The last incident made me a little grumpy but later made me laugh. One morning, my older son, T, was having a hard time getting out the door. He frequently gets distracted and constantly needs to be redirected. I lost my temper and shouted at him to leave. After he walked out the door, Bubba J turned to me and said, in a gentle voice, "Mommy, if you would speak to T in a gentle, soft voice, he would listen better." I guess he missed the part where I had talked to his brother that way. However, he was right. My five year old is very wise and many of his gentle ways make a big difference in our family.


Monday, May 11, 2015

Mothering Happy Moments

I've read a few articles here and there about how the rewards of parenting are vague and are long-term. The other surprise is that parenting makes you less happy than your childless peers. I suppose this can be true. There are times when I feel profoundly unhappy being a parent--when the demands of six kids are overwhelming and my house feels like a cesspit of disgusting crap. That is usually temporary. I disagree that most of the rewards of parenting don't come until later. Here are some of the rewards and happy moments I experienced in the the last few days.

My baby woke up with a howl but as soon as I picked her up, she quieted. She patted my shoulder and snuggled me for a good 10 minutes. I don't know about you, but snuggles from a baby are probably better than the best dark chocolate around for calming my stress and making me feel happier.

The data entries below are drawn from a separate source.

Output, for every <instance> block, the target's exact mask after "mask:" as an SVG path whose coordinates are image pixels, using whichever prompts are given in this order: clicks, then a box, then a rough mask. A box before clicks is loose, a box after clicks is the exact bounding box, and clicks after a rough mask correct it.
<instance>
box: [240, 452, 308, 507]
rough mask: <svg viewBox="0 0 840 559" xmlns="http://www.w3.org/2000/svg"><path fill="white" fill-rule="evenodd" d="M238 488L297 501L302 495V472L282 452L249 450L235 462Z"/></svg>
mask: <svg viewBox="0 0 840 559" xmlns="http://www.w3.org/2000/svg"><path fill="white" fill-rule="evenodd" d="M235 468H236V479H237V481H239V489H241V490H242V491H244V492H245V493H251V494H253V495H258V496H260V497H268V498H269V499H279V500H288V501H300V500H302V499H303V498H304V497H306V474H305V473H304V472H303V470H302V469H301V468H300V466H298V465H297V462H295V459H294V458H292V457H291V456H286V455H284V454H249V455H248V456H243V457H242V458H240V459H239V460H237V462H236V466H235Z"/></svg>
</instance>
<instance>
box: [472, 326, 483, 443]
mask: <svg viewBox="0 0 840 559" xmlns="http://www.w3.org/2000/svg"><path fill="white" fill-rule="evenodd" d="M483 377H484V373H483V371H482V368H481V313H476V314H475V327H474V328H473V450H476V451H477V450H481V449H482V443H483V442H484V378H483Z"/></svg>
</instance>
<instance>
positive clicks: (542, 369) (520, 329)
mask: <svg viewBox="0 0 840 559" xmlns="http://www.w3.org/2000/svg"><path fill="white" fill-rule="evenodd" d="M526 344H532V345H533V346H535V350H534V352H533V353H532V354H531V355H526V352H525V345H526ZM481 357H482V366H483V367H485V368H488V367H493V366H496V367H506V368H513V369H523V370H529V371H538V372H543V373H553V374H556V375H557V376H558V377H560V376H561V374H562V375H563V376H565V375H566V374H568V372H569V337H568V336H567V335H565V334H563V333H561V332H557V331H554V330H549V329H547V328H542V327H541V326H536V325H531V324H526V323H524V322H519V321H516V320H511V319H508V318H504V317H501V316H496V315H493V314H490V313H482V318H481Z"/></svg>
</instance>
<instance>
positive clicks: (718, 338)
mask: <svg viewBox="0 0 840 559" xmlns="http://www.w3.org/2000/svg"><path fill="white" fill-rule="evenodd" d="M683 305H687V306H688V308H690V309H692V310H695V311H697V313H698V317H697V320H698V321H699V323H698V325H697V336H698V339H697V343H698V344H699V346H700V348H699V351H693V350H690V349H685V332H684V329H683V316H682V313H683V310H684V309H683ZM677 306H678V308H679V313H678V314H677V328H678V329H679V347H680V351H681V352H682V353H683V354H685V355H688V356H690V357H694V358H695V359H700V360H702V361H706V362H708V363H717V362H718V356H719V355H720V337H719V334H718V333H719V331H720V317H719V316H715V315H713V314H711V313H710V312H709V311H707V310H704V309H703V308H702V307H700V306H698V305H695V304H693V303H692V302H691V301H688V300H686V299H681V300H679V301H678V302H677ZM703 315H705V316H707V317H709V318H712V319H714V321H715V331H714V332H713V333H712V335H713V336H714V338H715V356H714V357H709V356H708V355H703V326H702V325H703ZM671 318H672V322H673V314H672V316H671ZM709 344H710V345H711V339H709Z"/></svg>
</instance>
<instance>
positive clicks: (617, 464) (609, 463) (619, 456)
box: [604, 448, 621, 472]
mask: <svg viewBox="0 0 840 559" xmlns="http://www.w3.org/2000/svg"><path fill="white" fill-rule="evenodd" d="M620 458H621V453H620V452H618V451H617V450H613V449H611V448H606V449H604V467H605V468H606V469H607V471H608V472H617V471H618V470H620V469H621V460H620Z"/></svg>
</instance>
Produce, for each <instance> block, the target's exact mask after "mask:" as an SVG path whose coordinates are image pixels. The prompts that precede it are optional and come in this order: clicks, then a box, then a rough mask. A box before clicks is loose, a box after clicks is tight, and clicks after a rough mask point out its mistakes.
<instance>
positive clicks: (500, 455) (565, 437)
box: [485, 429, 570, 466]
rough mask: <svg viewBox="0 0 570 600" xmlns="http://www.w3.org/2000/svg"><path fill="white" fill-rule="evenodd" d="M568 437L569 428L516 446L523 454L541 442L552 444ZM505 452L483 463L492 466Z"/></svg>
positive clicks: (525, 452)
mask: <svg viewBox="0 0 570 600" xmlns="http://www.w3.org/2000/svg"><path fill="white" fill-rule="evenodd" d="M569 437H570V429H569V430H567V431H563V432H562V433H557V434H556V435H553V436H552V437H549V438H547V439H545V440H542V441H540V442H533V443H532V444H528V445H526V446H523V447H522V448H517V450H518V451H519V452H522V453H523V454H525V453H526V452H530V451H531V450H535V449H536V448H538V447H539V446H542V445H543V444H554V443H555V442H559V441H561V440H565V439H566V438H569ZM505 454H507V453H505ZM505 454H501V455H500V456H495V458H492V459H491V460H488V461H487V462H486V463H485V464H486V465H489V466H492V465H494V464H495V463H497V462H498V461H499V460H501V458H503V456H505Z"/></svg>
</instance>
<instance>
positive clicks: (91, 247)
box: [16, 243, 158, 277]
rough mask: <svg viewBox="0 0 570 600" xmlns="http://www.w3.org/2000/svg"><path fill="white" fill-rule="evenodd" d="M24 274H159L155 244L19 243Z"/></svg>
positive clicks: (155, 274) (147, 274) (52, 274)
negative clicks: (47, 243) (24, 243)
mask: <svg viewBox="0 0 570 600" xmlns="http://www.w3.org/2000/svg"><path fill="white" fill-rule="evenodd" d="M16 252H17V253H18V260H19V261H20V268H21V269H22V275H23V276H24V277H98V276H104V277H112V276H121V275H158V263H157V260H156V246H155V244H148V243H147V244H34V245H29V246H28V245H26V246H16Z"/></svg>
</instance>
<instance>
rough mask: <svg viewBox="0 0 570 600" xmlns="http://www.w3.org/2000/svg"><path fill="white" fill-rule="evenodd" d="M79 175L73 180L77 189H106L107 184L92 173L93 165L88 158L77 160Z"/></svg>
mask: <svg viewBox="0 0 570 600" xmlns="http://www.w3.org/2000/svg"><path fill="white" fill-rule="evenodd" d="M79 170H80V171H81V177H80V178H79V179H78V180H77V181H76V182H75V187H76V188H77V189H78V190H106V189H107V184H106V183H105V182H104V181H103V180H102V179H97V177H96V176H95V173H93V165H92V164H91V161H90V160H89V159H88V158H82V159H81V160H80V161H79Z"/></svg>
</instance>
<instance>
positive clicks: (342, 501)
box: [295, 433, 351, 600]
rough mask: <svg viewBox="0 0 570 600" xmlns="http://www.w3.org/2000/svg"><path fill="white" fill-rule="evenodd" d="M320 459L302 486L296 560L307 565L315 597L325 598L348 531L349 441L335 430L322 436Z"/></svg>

My 13-year old son raced frantically through the house trying to find his track shirt this morning. The frantic rush made me mad because I hate the last minute dash. It's stressful. However, my son's commitment and effort in track make me very proud. My son is a little guy who isn't super athletic. He also has some serious struggles with ADHD. He is the slowest kid on the race track, but he doesn't give up. He doesn't think he is a failure because he is always last- he just keeps trying. I couldn't be prouder of his effort and dedication. He doesn't have to win--because I think he has already won the real race.

My oldest son is probably one of the most interesting people to talk to that I know. He and his little brother argue a lot, which is challenging. However, the other night as we drove home from a church activity, he told me how protective he feels of his little brother. He said that some kids were making rude remarks about his brother on the track the other day. Then he said, "but don't worry, Mom. I got them back." He discovered they were cheating on some assignments and tipped off a teacher. I'm not sure how to feel about the business of revenge, but I do appreciate that he cares about his brother and found a way to defend him.

My third son makes me happy frequently. He is really good with his hands and loves knitting. It is calming for him. At church he knits away during sacrament meeting which is great and a lot more peaceful that his earlier antics. This week he received the Student of the Week award in his class. This is a big deal because my son has a reputation for being a smart alec and was on the no-waffle list for several weeks because of his antics. Not my proudest mom moment. The reason this is so awesome is that he recognized that he needed to do better and he worked on it himself--without my interference.

My daughter made me a card and song telling me how much she loves me. I am so proud of who she is and is becoming.

My youngest son is always ready to give me hugs and kisses. He is plucky and hardworking. He is loving and kind.

Look, I'm the first one to tell you that mothering isn't all roses. It's messy, complicated, and difficult. However, I've lived long enough to know that the happiest and most joyful moments aren't the ones without struggle. I've learned to count the daily moments of sweetness and hold them high above the negative. I treasure the snuggles, the words of love, the laughs, the talks, and the moments of accomplishment. They overshadow the yucky bodily fluids, the messy bedrooms, the mounds of laundry, the endless meals, and the bickering. Maybe I sound like a Pollyanna, but I'll take it any day over the negative.